New Year’s Day 2005 years ago I believe happened on January the Ist. The Romans took calendars seriously – so serious they named the months after themselves. Julian, Augustus, Octavious, for example. But once they left town, so to speak, chaos reigned and in some centuries the new year started on Christmas Day, but in following centuries they used Lady Day or Easter Day to start the year. So if someone in the Middle ages refers to some document or event that took place in the New Year beware you could be at least three months out. The way to tell is to check the weather. Magnolia trees, to the best of my recollection do not flower in January (unless in present climes and with global warming). It took until Pope Gregory X111 to reform the calendar in 1582 and from then on Europe was back to New Year being on Jan Ist. But not Eastern Othodox countries who hated the Pope and common sense in particular and the English who hated Catholics, so we and they had a somewhat flexible calendar for another two hundred centuries when it was pretty much anyone’s guess when either Christmas, Easter or New Year was in any given year. Only in 1751 did Philip Stanhope (Earl of Chesterfield) get a bill through parliament to fix the date, as it were. December 31st 1751 became January 1st 1752; oh and they tossed out a few days from September so that on the 2nd of September it was followed by the 14th. Must have been hell being an astrologer those days. The American colonies sort of followed suit but the Russians didn’t abandon the Julian calendar until 1919 and China didn’t follow the world calendar until 1949.

So exploring time is difficult. Time Travel to a specific date damn near impossible if it wasn’t already impossible (so far). I love the way in Sci-Fi movies they can just dial up a given year and time with such certainty. You just can’t be sure. Really. Even going back fifty years you’d be off a little because we now use atomic time and they didn’t.
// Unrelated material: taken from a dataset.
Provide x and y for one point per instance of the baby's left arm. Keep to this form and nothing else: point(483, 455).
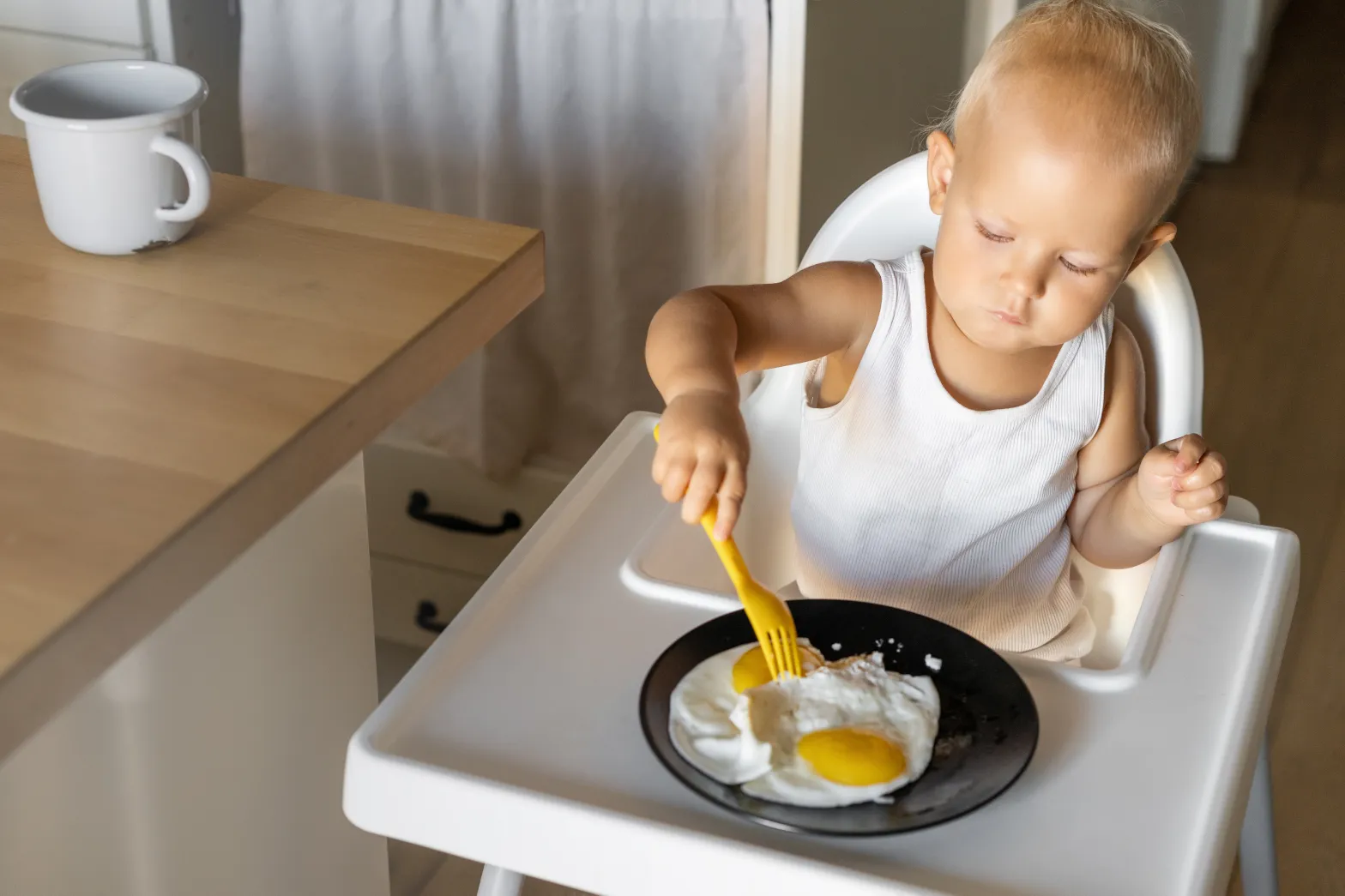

Gerdus Mercator tried to unify chronological events with his ‘Chronology from the beginning of the world up to the year 1568’, done from eclipses and astronomical observations. He ignored historical dates and tried to date known events by the recorded events in the sky. In Paris, Joeseph Scaliger (1540-1609) tried to bring coherence to the past chronologies. He was followed in turn by Isaac Newton (1642-1727) who used his considerable brain power to try and ‘prove’ the historical dates in the bible. But Newton, (possibly the original creationist) got stuck on the earth being just 4004 years old at the time, as it stated in the bible. Others tried this, the Polish astronomer Hevelius calculated the exact position of the sun in the Garden of Eden at the hour of creation at 6pm October 24, 3963 BC. He did not state as to whether there was a magnolia flowering, but at least we now know Adam and Eve were Scorpios. Newton was mistaken. His scientific calculations based on the myth of Jason and the Argonauts (which he took to be true). But in his time it was still impossible to imagine a world prior to 4004 BC. The notion of pre-history was unknown. It would have to wait for Mr Thomsen in Denmark who produced a book ‘A Guide to Scandanavian Antiquities’ and ushered in the ages of stone, bronze and iron to the imagination. Never mind Christmas day, now we had to had to envision ice ages and the spread of man across Europe. Worryingly, even without carbon dating, everything looked to be a lot older than 4004BC. Enter Darwin. I guess the reason so many extreme christians (fundementalists) hate Darwin is because he proves, without a scintilla of doubt, that man and beast existed before the Garden of Eden. Beast evolved of course, but I am not sure man did.

What is certain is that the history of pre-history is really fascinating.
Writing historical fiction is exciting because so little is certain. So much seems like solid ground but if you can't be certain of a simple date such as New Year’s Day or Christmas, then one must question everything else. One day historians might call our age time obsessed, but then again that is because with climate change and the certainty that the age of oil is coming to an end in our lifetime, we know time is a precious commodity. In 2050 – just 44 years away will we so certain of everything? Things change. History is proof of that.